Despite the USD's weakness and global coronavirus concerns, the GBP/USD pair is trying to resume its rise, stabilizing around the 1.3646 level. This came after a correction to the bottom that pushed the pair towards the support level at 1.3550, following the announcement of harsher lockdowns in Britain to contain the outbreak of the new COVID-19 strain. Focus has rapidly shifted from Brexit to the local economy in the United Kingdom, which has been burdened with the announcement of a complete closure in England, Scotland and Northern Ireland over the past 24 hours.
The impact of lockdowns on economic growth is expected to be negative, and the Bank of England could choose to cut interest rates once it meets on February 4 in an effort to provide additional support to the economy and the financial system. The bank’s interest rates have been set at just 0.10%, and the pound is expected to decline if market expectations of negative interest rates increase. Adam Cole, Senior Currency Analyst at RBC Capital, said: “First quarter GDP is still likely to be very negative as a result of the renewed lockdown measures that were just announced. We are bearish the British pound in the short and long term.”
British Prime Minister Boris Johnson announced a new lockdown as of Wednesday morning, asking people to stay home and ordering primary and secondary schools to close. School closures hampered a great deal of economic growth in March, when the first educational institutions closed. On the outlook for Bank of England policy, Analyst Kenneth Brooks at Societe Generale Investment Bank says, “Some members of the Bank of England's monetary policy committee were in favor of a rate cut in December and they are sure to become clearer if the economy is effectively shut down through another tight lockdown.

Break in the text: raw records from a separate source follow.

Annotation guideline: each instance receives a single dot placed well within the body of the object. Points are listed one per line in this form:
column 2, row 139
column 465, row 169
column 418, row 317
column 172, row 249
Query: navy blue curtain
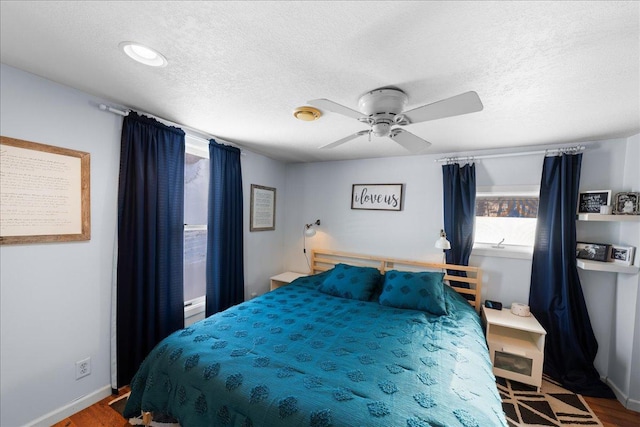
column 459, row 209
column 555, row 295
column 150, row 302
column 225, row 267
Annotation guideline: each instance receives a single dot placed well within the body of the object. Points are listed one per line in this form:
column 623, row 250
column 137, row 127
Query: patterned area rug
column 552, row 406
column 522, row 404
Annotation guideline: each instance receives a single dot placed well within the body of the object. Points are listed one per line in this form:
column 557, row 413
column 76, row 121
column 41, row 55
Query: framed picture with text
column 592, row 251
column 591, row 201
column 627, row 204
column 622, row 254
column 263, row 208
column 377, row 197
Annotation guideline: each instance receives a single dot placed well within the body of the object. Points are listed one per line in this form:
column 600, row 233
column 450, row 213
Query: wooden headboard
column 323, row 260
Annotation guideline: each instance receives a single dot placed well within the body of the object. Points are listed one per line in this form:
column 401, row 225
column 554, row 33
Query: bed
column 356, row 343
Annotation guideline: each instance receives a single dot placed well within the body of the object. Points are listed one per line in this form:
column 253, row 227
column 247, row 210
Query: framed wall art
column 627, row 204
column 380, row 197
column 591, row 201
column 44, row 193
column 263, row 208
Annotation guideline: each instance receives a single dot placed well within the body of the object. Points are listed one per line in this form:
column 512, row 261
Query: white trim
column 548, row 152
column 622, row 398
column 508, row 251
column 195, row 227
column 633, row 405
column 66, row 411
column 508, row 191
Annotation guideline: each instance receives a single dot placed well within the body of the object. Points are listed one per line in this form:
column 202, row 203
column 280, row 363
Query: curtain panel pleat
column 459, row 210
column 555, row 294
column 225, row 266
column 150, row 299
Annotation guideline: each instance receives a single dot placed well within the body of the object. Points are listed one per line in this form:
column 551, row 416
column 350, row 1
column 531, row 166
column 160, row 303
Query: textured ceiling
column 546, row 72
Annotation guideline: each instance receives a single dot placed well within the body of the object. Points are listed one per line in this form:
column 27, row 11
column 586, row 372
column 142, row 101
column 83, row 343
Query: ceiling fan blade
column 335, row 108
column 346, row 139
column 409, row 141
column 468, row 102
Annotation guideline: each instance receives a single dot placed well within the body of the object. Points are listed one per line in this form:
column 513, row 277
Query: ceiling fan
column 383, row 108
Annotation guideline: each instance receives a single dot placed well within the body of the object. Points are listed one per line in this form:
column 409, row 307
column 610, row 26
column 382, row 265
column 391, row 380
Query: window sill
column 516, row 252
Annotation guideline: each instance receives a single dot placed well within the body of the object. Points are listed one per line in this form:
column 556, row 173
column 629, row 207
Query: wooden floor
column 610, row 412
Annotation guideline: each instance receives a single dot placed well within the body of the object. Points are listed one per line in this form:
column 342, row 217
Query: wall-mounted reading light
column 309, row 231
column 444, row 244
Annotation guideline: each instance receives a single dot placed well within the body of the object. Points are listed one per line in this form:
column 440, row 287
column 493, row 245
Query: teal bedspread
column 299, row 357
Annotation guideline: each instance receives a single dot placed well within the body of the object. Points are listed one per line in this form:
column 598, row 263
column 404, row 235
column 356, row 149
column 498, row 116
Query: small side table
column 516, row 345
column 284, row 279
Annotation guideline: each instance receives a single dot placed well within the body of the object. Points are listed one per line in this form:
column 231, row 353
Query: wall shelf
column 598, row 217
column 607, row 266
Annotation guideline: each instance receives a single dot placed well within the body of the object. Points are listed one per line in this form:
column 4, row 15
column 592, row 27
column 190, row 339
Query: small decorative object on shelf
column 622, row 254
column 627, row 204
column 591, row 201
column 592, row 251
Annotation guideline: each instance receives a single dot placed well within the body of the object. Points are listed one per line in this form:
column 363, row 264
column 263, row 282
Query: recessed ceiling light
column 308, row 114
column 144, row 54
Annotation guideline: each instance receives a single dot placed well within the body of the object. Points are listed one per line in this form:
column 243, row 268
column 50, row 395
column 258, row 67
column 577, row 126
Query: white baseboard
column 70, row 409
column 622, row 398
column 630, row 404
column 633, row 405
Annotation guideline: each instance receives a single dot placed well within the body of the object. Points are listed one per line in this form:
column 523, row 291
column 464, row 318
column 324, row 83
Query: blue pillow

COVID-19 and Brexit mean that growth in the UK will be disappointing, so if the data received does not lead to some profit-taking in sterling, the Bank of England may take the ECB's path. ”
The Bank of England has so far resisted taking interest rates into negative territory, choosing instead to wait for politicians to strike a trade deal after Brexit and for the COVID-19 pandemic to run its course while relying on quantitative easing to do most of the heavy lifting on the policy front.
The BoE said in 2020 that it expects the economy to return to normal by spring, but these assumptions can be tested through recent developments and market expectations of a negative interest rate cut by the bank sometime in 2021 as a result. Markets are expecting a fundamental rate cut of 0.10% by August. All in all, the resurgence of the epidemic and the subsequent economic restrictions weighed on the British pound.
Technical analysis of the pair:
Despite the recent stalling of its gains, the GBP/USD pair is still within its ascending channel, benefiting from the weakness of the dollar and more risk appetite on the part of investors. However, the government's restrictions on the economy due to the pandemic are causing sell-offs in the pair again. The nearest bulls' targets are now 1.3660, 1.3725 and 1.3800, respectively. On the downside, there will be no reversal of the current trend without breaching the support level at 1.3490. Today, the currency pair is awaiting the announcement of the British Service PMI reading. In the United States of America, the ADP indicator reading will be announced to measure the change in the number of non-agricultural jobs, factory orders and oil inventories, and then the announcement of the minutes of the last meeting of the Federal Reserve Bank will be released.